The system has demonised the virgin and the crone, and now they move in on motherhood.

The psychos have taken the place of the priests and the witch hunts, and the only way to get total control over the sacred feminine is to demonise mothers in any way possible.

This Bill has already had the desired affect- FEAR.

Let us look at women today, who are brainwashed into thinking we are free, and equal to men.

Rubbish, that is an illusion to keep women working and bringing in tax money.

Meanwhile mothers are now expected to be back at work within days or weeks and leaving the baby to some stranger, thus traumatising mother and baby.

In olden days, there were other older women whom we could talk to and share in confidence our feelings.

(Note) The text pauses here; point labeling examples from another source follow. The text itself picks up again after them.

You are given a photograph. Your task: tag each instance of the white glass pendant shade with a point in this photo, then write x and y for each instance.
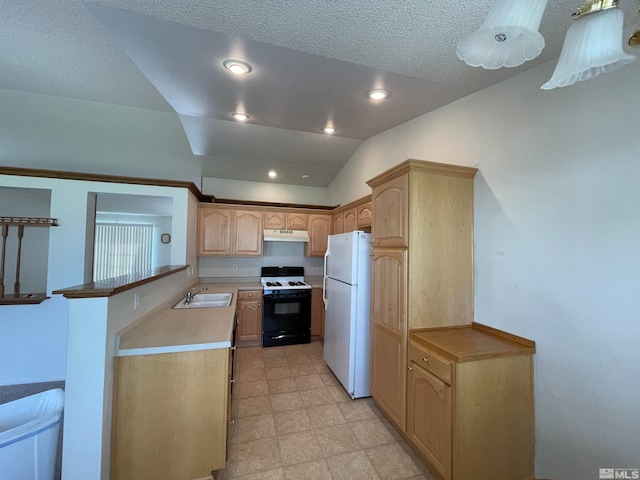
(592, 46)
(508, 37)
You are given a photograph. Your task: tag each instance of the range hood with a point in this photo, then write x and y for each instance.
(286, 236)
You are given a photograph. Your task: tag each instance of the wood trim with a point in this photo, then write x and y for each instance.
(422, 166)
(278, 205)
(97, 177)
(115, 285)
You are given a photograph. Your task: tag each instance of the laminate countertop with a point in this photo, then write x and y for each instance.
(167, 330)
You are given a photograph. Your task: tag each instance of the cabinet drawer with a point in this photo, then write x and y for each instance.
(438, 366)
(249, 295)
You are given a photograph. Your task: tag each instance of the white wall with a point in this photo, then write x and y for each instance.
(264, 192)
(33, 338)
(557, 255)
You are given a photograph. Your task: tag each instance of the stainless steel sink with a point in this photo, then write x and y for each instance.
(206, 300)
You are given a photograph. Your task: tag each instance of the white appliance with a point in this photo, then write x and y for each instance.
(346, 294)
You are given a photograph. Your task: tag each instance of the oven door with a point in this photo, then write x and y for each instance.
(286, 318)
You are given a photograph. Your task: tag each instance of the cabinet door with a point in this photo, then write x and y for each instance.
(214, 231)
(247, 233)
(429, 418)
(350, 220)
(364, 215)
(317, 313)
(389, 332)
(296, 221)
(249, 318)
(274, 220)
(338, 223)
(390, 203)
(319, 231)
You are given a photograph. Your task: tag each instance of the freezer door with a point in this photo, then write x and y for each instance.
(339, 335)
(340, 260)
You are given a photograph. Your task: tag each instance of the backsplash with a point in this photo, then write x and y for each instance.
(274, 254)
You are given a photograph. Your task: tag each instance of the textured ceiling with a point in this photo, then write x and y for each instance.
(313, 61)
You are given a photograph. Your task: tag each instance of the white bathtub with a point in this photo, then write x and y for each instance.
(29, 436)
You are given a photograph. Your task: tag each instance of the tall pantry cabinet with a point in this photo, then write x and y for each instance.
(422, 266)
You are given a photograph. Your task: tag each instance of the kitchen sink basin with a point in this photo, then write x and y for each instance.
(206, 300)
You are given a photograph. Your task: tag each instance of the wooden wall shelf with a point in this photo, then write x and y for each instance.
(29, 221)
(23, 298)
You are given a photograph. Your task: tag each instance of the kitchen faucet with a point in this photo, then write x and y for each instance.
(191, 294)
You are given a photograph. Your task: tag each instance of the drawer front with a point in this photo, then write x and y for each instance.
(249, 295)
(433, 363)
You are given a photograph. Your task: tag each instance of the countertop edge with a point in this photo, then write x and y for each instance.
(115, 285)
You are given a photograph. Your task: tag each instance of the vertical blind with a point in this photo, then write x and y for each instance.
(121, 249)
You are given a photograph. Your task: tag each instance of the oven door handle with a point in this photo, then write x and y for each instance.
(280, 337)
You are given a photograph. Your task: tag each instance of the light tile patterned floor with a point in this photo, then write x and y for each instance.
(294, 421)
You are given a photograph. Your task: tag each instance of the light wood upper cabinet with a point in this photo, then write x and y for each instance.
(422, 270)
(227, 232)
(247, 234)
(389, 332)
(285, 220)
(338, 223)
(350, 220)
(214, 231)
(249, 309)
(390, 202)
(319, 231)
(364, 215)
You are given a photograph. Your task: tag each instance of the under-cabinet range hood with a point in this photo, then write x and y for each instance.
(286, 236)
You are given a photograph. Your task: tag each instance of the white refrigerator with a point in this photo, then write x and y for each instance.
(346, 294)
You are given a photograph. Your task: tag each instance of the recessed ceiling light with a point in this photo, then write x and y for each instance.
(378, 94)
(241, 117)
(237, 66)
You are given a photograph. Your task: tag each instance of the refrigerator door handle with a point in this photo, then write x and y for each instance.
(325, 300)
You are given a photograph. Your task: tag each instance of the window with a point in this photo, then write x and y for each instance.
(121, 249)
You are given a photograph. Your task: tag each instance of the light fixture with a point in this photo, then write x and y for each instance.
(592, 46)
(508, 37)
(378, 94)
(237, 67)
(241, 117)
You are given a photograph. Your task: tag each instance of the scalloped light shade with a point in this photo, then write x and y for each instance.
(592, 46)
(508, 37)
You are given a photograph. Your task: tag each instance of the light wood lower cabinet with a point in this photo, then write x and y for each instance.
(249, 309)
(170, 414)
(470, 402)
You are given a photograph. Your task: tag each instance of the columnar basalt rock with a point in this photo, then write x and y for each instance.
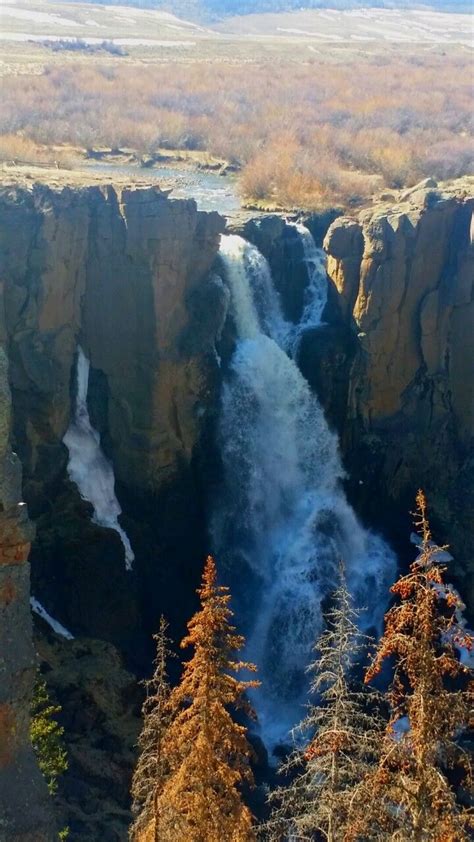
(127, 274)
(405, 275)
(23, 794)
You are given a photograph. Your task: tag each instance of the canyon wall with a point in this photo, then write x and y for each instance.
(404, 274)
(126, 274)
(24, 815)
(131, 276)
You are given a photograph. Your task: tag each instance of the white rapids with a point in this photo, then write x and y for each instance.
(89, 468)
(282, 515)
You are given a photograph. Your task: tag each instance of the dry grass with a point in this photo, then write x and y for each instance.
(302, 134)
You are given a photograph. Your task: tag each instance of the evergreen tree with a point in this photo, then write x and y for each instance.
(344, 729)
(46, 736)
(409, 795)
(152, 768)
(206, 749)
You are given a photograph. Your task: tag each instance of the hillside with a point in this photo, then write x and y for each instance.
(211, 10)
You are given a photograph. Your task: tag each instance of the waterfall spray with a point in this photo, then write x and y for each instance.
(282, 511)
(88, 467)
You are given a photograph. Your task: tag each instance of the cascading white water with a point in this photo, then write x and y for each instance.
(282, 513)
(316, 292)
(54, 624)
(88, 467)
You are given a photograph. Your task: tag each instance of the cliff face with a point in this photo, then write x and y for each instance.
(125, 273)
(129, 275)
(405, 276)
(23, 793)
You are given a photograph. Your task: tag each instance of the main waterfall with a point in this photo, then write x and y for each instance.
(88, 467)
(282, 519)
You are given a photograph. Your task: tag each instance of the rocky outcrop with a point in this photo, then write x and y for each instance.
(23, 795)
(405, 275)
(100, 712)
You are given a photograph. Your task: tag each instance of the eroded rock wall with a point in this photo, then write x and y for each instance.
(126, 273)
(405, 275)
(24, 815)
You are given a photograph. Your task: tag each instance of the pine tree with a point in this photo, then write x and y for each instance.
(152, 768)
(207, 750)
(46, 736)
(409, 795)
(344, 728)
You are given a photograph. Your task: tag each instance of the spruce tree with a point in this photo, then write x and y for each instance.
(152, 767)
(344, 730)
(410, 796)
(206, 749)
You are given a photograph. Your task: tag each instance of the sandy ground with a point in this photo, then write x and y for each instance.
(151, 36)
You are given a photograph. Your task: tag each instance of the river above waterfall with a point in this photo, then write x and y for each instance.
(212, 192)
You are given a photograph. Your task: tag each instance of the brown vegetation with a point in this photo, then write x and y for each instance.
(195, 756)
(344, 732)
(303, 134)
(409, 795)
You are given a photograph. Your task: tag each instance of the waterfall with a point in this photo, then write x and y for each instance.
(88, 467)
(316, 292)
(54, 624)
(282, 519)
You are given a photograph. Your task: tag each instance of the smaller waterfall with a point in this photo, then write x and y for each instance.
(54, 624)
(88, 467)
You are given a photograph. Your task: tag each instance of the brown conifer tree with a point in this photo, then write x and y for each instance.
(206, 749)
(344, 729)
(152, 768)
(410, 795)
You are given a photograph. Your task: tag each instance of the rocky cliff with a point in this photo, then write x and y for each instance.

But, nothing is confidential in this patriarchal world.

Mothers need to be looked after for 6 weeks like they did in olden times when mothers were respected by the community.

Babies were massaged every day by a women in the village to keep the baby relaxed and help it adapt to this world.

Mothers were massaged and food prepared for them, while they were allowed time to recover.

Where is this today? It is not there, and new mothers are having to do more than ever.

But alas, that is the plan- to wear women down, drain their energy and take control of them.

We women must wake up and recognise how we have been used and abused by those who claim to have set us free- feminists included.

They did not set us free, but enslaved us further through conditioning.

Anyone with one brain cell knows where this bill is going to lead.

Psychos cannot resist diagnosing a dis- order- as how wlse can they line their pockets.

Please be aware of your blood groups also ladies, as certain blood groups are targeted for research.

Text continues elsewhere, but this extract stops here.